Liquidity will be “everywhere” coming out of the recessionary pandemic environment, Fishers says, and central banks will continue to make cash uncomfortable to hold.

“You’re going to increasingly see cash deployed rather than more and more cash being hoarded by investors,” he said. “Fighting central banks is typically not a great strategy so we’re not really enamoured with cash.”

Bonds are still on the table for Sunsuper, he explained, but the fund will be looking outside the box next year. That means scouring for emerging market and high yield sovereign bonds that are “a little closer to investment grade”.

He called out researchers for not including these investments in their purview, and challenged them to cast more of an eye over assets that don’t fit so easily into growth or defensive categories.

“One of the challenges I think researchers have faced historically in our engagement with them is a certain reluctance to use what we call mid-risk assets,” he said. “There’s a range of things in our portfolio that we find fit somewhere between growth and defensive assets.”

Fisher was joined on the panel by Evergreen Consulting director Angela Ashton and Blackrock head of analysis for APAC, James Kingston.

Ashton agreed that the post-pandemic investment landscape will offer an entirely different vista. Even as we come out of a recession, she explained, irrational exuberance will be curtailed.

“Return expectations have to be ratcheted down; I don’t think anybody believes bonds can provide the absolute returns that they have in the past and certainly cash can’t,” she said. “Whether equities do or not is a much more difficult question because valuations potentially can become much higher as cash and bonds are so low.
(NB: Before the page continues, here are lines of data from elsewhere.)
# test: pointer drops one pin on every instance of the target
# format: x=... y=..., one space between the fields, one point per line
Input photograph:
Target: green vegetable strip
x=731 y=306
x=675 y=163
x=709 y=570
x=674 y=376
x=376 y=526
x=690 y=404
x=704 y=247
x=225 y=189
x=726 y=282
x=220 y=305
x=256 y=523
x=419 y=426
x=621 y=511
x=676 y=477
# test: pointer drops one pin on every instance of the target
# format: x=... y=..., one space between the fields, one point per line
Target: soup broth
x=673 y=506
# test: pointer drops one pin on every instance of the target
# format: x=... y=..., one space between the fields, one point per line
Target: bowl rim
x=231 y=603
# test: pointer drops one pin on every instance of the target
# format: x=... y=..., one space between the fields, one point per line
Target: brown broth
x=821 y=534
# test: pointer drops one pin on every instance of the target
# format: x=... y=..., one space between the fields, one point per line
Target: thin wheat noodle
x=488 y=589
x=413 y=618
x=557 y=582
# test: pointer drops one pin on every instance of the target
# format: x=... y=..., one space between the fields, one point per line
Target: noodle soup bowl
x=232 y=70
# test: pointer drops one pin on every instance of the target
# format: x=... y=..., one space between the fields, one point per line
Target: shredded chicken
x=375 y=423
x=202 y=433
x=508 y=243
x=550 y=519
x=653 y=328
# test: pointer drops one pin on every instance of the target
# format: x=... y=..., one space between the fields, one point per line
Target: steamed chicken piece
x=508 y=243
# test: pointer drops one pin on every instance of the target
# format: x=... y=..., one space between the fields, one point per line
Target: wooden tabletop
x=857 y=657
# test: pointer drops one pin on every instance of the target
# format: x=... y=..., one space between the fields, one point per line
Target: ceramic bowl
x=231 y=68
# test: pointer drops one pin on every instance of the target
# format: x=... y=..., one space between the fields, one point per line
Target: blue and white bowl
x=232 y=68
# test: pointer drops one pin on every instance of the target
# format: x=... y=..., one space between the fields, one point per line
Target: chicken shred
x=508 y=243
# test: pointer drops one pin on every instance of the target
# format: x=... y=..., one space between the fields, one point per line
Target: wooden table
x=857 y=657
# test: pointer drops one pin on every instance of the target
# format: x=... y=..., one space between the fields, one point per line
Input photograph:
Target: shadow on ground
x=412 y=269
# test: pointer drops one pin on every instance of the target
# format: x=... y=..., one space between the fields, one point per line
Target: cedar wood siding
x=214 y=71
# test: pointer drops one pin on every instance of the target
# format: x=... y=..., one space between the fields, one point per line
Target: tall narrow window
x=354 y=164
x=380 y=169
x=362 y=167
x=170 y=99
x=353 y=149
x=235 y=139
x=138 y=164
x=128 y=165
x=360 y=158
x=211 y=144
Its difficult but I think most analysts do believe that returns from here on in are likely lower as a general rule than they have been in the past.”

Kingston took a slightly more bullish outlook, noting that Australia is much better placed than many other developed nations to stage a strong economic recovery.

“We’re sitting in an economy with pent up demand,” he said. “People are itching to get out so there’s a significant possibility that our economy will accelerate more than the US and Europe. So putting that together… Australia is attractive.”